Can some one please explain the below Code

public class TestThread implements Runnable {

    public static void main(String[] args) {
        Thread thread = new Thread(new TestThread());
        thread.start();
        System.out.println("1");
        thread.run();
        System.out.println("2");

    }

    @Override
    public void run() {
        System.out.println("3");
    }
}

The output results in 1 3 3 2.Can some one please explain.

Thanks in Advance

1 Answers

1
oscarandjo On Best Solutions

When you call the thread.start() method, then the code inside the run() method will be executed on a new thread (since class TestThread implements Runnable).

When you call thread.run(), this is calling the run() method from within the Main thread, not the one you started previously. This is essentially not using any threaded functionality.

Once this run() function has finished from the Main thread, it exits this function and reaches the println("2") line.

It might seem intuitive that since you called thread.start() before println("1") that it should print "3 1 3 2", however, due to the complexities of multithreading there is no guarantee of any ordering in the way this has been implemented.
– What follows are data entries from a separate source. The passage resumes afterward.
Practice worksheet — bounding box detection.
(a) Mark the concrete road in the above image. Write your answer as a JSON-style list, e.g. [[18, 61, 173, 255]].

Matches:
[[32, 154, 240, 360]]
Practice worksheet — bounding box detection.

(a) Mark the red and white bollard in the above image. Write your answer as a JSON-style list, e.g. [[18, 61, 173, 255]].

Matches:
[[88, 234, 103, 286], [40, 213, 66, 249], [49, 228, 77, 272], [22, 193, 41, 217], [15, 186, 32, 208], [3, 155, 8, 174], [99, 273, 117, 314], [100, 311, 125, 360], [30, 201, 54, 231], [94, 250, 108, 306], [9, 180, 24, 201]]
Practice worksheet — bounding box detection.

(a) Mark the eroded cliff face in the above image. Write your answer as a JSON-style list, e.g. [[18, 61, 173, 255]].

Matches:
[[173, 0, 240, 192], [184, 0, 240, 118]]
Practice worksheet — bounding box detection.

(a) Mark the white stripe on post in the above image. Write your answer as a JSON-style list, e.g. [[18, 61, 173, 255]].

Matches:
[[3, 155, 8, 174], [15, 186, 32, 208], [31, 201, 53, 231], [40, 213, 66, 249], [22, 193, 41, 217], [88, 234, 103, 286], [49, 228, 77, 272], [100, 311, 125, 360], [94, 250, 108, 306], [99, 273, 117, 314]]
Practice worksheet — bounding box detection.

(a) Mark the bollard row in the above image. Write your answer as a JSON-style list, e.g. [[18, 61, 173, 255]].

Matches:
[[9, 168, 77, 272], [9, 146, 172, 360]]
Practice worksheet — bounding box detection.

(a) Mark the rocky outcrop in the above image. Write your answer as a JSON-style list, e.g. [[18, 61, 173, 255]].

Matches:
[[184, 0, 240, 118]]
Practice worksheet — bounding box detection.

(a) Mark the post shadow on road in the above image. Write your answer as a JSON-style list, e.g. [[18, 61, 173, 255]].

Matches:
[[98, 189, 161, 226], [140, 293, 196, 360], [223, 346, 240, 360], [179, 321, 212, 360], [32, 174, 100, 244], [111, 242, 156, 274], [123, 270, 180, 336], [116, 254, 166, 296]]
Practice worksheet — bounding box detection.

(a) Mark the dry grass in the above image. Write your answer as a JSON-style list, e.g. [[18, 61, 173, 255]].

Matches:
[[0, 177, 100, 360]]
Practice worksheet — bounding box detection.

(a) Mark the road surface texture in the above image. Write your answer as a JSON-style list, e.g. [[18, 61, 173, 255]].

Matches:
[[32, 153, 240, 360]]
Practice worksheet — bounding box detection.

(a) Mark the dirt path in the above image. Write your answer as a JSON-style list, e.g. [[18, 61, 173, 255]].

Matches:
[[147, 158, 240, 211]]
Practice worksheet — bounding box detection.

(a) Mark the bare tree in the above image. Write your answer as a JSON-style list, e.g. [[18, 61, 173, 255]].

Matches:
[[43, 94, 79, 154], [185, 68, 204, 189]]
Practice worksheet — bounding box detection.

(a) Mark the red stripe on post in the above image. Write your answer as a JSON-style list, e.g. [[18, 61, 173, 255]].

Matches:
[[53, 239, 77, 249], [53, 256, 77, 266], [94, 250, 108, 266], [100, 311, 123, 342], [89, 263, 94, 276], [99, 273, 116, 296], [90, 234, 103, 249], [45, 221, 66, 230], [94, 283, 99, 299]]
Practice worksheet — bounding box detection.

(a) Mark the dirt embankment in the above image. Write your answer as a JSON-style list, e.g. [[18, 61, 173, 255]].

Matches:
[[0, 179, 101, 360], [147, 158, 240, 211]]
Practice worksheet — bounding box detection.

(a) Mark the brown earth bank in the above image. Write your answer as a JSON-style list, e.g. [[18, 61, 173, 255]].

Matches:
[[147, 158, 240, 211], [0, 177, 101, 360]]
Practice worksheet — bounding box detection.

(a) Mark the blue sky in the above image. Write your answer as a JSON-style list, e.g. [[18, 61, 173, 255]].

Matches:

It could print "1 3 3 2" or "3 1 3 2" depending on many factors.

An experiment you could try is to get the print statements to include the names of the threads they're called from.

public class TestThread implements Runnable {

    public static void main(String[] args) {
        Thread thread = new Thread(new TestThread(), "newThread");
        thread.start();
        System.out.println(Thread.currentThread().getName() + ": 1");
        thread.run();
        System.out.println(Thread.currentThread().getName() + ": 2");
    }

    @Override
    public void run() {
        System.out.println(Thread.currentThread().getName() + ": 3");
    }
}

For me, this outputs:

main: 1
main: 3
newThread: 3
main: 2